The following thoughtful question is from Kevin:
To DRIP or not to DRIP: that is the question I’ve been pondering for some time and I thought I’d ask your opinion. Basically, what are your views on DRIPs?
I see it in two ways:
1) I’ve purchased a great dividend (or income) producing stock/trust. With a DRIP I can continue to increase my holdings of that great company with no additional commissions or brokerage fees. Net effect: larger holding of a good company with a dollar-cost averaged purchase price and decreased average commissions/fees.
2) I’ve purchased a great dividend (or income) producing stock/trust at a discount. After some time the share price goes up and the stock sells at a premium. Without a DRIP I’ll get the dividends in cash and perhaps be able to purchase shares in a different company that is selling at a discount. Net effect: a diversified and value-cost averaged portfolio.
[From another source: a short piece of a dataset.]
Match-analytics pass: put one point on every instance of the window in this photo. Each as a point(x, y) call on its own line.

Thank you for a great question. The first option might be a reasonable choice for a fairly static portfolio (no additions and no withdrawals), which hardly ever happens in practise. Even here, an investor should be careful that the regular dividend reinvestments do not result in a portfolio that is tilted mostly toward the high-yielding dividend stocks.
I personally prefer to let our interest payments and dividends collect, add our regular savings to it and invest the proceeds periodically. Since I am going to pay the commissions when investing our savings anyway, this method works well for me. I look forward to comments from our readers on this topic.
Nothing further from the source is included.